The fourth solution stated by participants was a delegation of authority to Iranian public hospitals. Most participants considered such issues as the delegation of more authority to hospitals; for example, participant number 37 mentioned that “... The nine dimensions of the Parker-Harding model should be given to hospitals ... ”; Adequate supervision “... The board of trustees and the company can be held accountable, it can even be privatized, provided that adequate oversight responds ...” (P 35); And manpower management necessary to increase the delegation of authority to hospitals “... The maintenance of human resources should depend on his/her performance in the organization, not permanently...” (P 41). Nearly all participants had a consensus that the delegation of authority is not in a good condition and the necessary authority should be given to the managers of the hospitals in this case. Some of them believed that hospital managers do not have any authority over human resource management.
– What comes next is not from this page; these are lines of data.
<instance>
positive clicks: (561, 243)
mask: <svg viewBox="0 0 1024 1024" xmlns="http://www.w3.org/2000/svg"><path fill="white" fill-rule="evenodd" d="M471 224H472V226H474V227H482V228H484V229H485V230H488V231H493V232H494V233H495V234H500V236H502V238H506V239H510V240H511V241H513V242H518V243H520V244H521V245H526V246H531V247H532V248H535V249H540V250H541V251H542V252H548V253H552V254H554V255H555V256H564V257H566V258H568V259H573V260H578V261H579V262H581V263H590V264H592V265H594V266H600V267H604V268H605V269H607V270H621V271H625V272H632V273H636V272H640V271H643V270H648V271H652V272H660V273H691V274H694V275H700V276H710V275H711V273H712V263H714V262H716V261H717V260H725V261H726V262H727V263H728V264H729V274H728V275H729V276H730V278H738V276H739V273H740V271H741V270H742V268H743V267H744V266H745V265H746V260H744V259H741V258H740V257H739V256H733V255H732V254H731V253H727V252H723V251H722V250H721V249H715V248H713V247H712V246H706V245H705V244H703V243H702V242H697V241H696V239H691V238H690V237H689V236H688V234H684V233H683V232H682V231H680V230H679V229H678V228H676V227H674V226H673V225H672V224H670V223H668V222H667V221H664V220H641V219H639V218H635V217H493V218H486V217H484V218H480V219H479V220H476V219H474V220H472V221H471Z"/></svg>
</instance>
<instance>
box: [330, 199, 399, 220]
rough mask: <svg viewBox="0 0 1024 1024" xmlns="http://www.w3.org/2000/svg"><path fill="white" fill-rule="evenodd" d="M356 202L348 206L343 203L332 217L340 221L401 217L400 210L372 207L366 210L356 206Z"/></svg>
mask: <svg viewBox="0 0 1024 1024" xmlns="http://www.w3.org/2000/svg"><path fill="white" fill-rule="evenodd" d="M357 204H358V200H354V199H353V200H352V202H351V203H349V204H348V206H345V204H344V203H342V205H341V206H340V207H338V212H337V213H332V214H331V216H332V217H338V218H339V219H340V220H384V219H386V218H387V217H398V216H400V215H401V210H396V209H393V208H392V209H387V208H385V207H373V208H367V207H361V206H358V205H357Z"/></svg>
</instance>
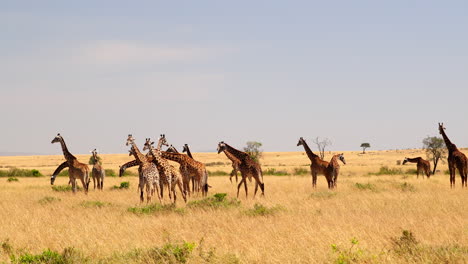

In the end, the fifth solution mentioned by participants was doing corrective interventions in the organizational structure of the hospitals such as the core of the hospital board “... As a general principle, the providers, recipients, and buyers of services of these three main groups should be present in the management component of the hospital ...” (P 42); Organizational chart modification "... The organization of the hospital should be reformed. My point is that the board of directors of the hospital can also comment on the organization...” (P 54); Transparency of horizontal and vertical communications “... The administrative hierarchy also needs to be transparent ...” (P 55); And the composition of the Board of Trustees “... The composition of the board of directors should also be a combination of people, including management experts, senior managers, trustees, and representatives of the people by collective wisdom ...” (P 56). According to most of the participants, hospital boards and a multidisciplinary team could be an effective hospital management system.